È stato un mezzo molto positivo da quel punto di vista. È stata una cosa quasi istintiva e molto spontanea, subito accolta con molto entusiasmo e spirito di iniziativa. Le ragazze mostravano molta cura anche nei confronti delle macchine fotografiche e della tecnologia digitale che a loro era completamente estranea, ovviamente. Avevamo portato cinque macchine fotografiche, un computer portatile e una piccola stampante, tutto materiale che è rimasto giù. Ogni gruppo, costituito da due ragazze, alla fine del lavoro, verso sera, si creava una propria cartella nel computer in cui scaricare le foto del giorno. Mostravano molto riguardo, avevano capito che non era un gioco ma una cosa importante con cui potersi esprimere. Nell’ultima settimana sono andate loro stesse a fotografare le loro case e i loro quartieri dove molto spesso erano state abusate, perciò in zone abbastanza delicate, e grazie alla macchina fotografica andavano con una grande grinta: avevano recuperato un’autostima. Faccio il fotografo di professione, però mi piace anche usare la fotografia a scopi didattici e anche per uscire da determinate situazioni di deficit.

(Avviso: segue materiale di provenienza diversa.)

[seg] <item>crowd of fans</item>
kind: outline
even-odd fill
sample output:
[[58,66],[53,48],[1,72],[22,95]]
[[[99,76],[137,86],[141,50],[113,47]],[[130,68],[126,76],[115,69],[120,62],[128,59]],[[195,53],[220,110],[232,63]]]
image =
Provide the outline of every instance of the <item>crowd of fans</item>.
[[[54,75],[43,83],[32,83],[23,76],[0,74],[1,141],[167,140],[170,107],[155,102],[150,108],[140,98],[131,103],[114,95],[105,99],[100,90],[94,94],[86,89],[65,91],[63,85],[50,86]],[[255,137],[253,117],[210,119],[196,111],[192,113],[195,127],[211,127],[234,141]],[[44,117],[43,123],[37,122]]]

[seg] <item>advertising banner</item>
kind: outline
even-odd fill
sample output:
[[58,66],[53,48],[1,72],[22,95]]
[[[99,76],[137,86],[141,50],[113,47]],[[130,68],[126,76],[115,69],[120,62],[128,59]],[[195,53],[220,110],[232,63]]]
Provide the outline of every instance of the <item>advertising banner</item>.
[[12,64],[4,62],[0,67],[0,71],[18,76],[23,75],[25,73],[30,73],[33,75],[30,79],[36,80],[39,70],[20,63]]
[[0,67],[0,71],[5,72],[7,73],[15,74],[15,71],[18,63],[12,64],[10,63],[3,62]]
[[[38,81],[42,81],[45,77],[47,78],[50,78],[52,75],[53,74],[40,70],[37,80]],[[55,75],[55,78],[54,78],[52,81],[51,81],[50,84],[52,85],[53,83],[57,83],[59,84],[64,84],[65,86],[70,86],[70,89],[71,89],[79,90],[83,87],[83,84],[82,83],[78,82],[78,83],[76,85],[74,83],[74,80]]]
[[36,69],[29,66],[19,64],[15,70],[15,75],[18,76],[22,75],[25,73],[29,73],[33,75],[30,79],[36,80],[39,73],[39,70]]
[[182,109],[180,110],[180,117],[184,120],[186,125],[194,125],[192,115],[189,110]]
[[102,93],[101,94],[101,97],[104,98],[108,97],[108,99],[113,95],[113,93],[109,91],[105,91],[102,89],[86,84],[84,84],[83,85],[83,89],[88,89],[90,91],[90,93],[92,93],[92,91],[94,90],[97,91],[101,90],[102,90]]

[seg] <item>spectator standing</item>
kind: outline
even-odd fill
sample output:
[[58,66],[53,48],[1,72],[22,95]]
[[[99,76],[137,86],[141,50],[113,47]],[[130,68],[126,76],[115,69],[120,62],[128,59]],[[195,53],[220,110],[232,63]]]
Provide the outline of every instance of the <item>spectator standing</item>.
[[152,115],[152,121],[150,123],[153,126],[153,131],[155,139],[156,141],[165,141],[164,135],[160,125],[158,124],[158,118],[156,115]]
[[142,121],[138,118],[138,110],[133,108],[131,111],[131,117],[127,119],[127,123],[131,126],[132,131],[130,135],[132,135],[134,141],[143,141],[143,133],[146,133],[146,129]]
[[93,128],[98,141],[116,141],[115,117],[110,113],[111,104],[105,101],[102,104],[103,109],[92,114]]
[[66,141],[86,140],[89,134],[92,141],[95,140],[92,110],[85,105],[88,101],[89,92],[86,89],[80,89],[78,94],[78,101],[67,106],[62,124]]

Il libro «Riscatto» raccoglie le testimonianze di questo progetto. C’è n’è qualcuna in particolare che ricorda e desidera raccontare?
Sì, ci sono diverse testimonianze che vengono riportate nel libro "RiScatto", come ad esempio quella di Bezawit Solomon, che afferma: «Il laboratorio di fotografia ha rivelato la parte migliore di me. Ho scoperto che mi piace l’arte e ho trovato nuovi interessi. Come se avessi scoperto una Beza (il suo nome) completamente nuova». Un’altra ragazza, di nome Birukwait Roba, ha detto: «L’abuso sessuale ti segna per sempre, questo è vero. Ma è possibile guarire e guardare a te stessa in modo positivo. Nelle foto che le mie amiche mi hanno scattato nel laboratorio, io sono bella e mi vedo bella». Oppure, ancora, la testimonianza di Meseret Bogale: «Ho cercato di capire perché gli operatori del laboratorio facessero questo per noi. Non erano pagati, svolgevano un lavoro faticoso e pieno di difficoltà. È stato il loro esempio a motivarmi a trovare uno scopo significativo alla mia vita».